From the Turner Classic Movies website, www.tcm.com, this article about the film by Rob Nixon: "Dietrich's iconic resonance in the role of Erika von Schluetow in this picture was boosted by having her accompanied in the night club scenes by Friedrich Hollaender, aka Frederick Hollander, who did the same in her films The Blue Angel (1930) and Manpower (1941). As he had done for those two movies, he also wrote her songs in this film, recalling the many other musical numbers he also composed for her in The Song of Songs (1933), Desire (1936), Angel (1937), Destry Rides Again (1939), and Seven Sinners (1940).
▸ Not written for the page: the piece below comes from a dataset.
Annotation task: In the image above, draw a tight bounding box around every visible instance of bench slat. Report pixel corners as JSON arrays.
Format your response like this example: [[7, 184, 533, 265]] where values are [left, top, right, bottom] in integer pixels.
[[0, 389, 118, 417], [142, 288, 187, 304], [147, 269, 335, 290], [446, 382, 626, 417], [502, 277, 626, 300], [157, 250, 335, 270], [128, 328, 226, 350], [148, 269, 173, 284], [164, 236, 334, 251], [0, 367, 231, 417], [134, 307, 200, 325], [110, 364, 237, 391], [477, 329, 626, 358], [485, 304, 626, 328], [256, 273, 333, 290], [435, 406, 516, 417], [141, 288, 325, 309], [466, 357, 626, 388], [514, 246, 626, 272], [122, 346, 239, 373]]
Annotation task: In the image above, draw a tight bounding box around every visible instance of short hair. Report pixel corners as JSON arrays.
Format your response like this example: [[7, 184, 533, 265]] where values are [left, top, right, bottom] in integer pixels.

The song he wrote for Dietrich in Blue Angel, 'Falling in Love Again,' became her theme song, performed by her hundreds of times in her long concert and cabaret career.
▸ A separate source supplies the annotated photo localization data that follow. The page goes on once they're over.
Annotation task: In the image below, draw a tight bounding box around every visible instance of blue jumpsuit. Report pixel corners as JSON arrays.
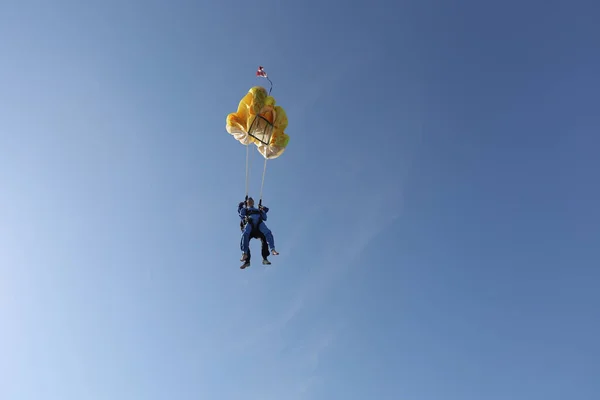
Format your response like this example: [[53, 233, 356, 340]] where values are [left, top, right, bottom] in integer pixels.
[[239, 203, 275, 255]]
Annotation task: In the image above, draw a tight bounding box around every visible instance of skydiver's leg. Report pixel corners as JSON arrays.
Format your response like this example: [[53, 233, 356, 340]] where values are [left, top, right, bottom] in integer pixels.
[[240, 233, 251, 261], [245, 229, 263, 262], [258, 222, 278, 255], [259, 232, 271, 264], [250, 230, 268, 259], [240, 223, 252, 261]]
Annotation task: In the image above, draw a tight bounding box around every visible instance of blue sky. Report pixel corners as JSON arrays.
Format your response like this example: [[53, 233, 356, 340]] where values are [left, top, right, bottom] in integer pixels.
[[1, 0, 599, 399]]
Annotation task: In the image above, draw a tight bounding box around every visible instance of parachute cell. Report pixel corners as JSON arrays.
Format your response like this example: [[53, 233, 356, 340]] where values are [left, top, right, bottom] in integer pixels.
[[226, 86, 290, 159]]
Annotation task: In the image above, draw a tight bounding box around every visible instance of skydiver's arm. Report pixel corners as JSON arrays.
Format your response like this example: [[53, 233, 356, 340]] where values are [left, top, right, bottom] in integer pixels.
[[260, 206, 269, 221], [238, 203, 247, 219]]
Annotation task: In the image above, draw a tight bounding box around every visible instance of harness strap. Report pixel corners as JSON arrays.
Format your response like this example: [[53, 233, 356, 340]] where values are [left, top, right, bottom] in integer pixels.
[[241, 215, 263, 233]]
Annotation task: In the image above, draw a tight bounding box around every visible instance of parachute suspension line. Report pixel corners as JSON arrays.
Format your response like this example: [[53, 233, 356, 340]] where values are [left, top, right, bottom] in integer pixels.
[[244, 140, 258, 205], [248, 66, 274, 206], [258, 157, 268, 207], [244, 142, 251, 202]]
"A base drum in the night club scenes advertises The Syncopators, one of the most famous jazz bands in pre-Nazi Berlin and the back-up musicians for Hollaender and Dietrich in The Blue Angel (1930).
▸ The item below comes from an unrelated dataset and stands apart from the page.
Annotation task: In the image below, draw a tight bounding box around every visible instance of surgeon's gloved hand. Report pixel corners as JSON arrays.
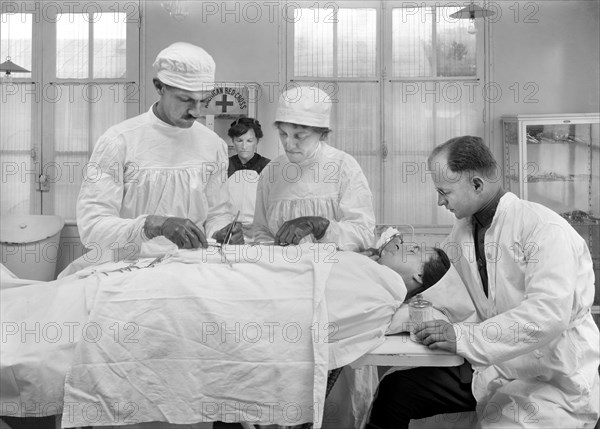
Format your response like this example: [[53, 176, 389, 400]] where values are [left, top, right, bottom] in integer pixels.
[[275, 216, 330, 246], [212, 222, 245, 245], [144, 215, 208, 249]]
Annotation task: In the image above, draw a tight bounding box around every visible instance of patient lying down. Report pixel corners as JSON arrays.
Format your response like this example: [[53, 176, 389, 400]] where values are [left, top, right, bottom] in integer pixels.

"According to Dietrich biographer Steven Bach, the songs used in this picture were originally written by Hollaender for the Tingeltangel Club, his failed attempt to create a Berlin-style cabaret in Hollywood.
"Wilder had expected this to be the first American film shot on location in war-torn Berlin following armistice, but he was beaten to the punch by RKO's Berlin Express (1948), a thriller directed by Jacques Tourneur.
"Dietrich's role in this as the former mistress of a Nazi official, a conniver who will play any side to her best benefit, was in direct contrast to reality. She was, in fact, vocally and vehemently anti-Nazi, and used her fame during World War II to advance the Allied cause against her homeland, for which she was awarded the Medal of Freedom by the U.S. (the first woman to receive one) and inducted into France's Legion of Honor.
"Like this picture, Ernst Lubitsch's comedy To Be or Not to Be (1942) was denounced as callous and tasteless for finding humor in Nazism.
"Shortly before the release of this film, Dietrich's daughter gave birth to her first child, J. Michael Riva (now an award-winning art director-production designer). Life magazine found the milestone momentous enough to feature the star on its cover with the words 'Grandmother Dietrich.' This began her image as 'the world's most glamorous grandmother,' a moniker she at first embraced but eventually grew tired of.
"Wilder returned to Berlin years later for another politically-tinged comedy about cultures clashing, this time the communist-controlled East and the capitalist West. One., Two, Three (1961) also used a central romance as a take-off point for its satirical barbs."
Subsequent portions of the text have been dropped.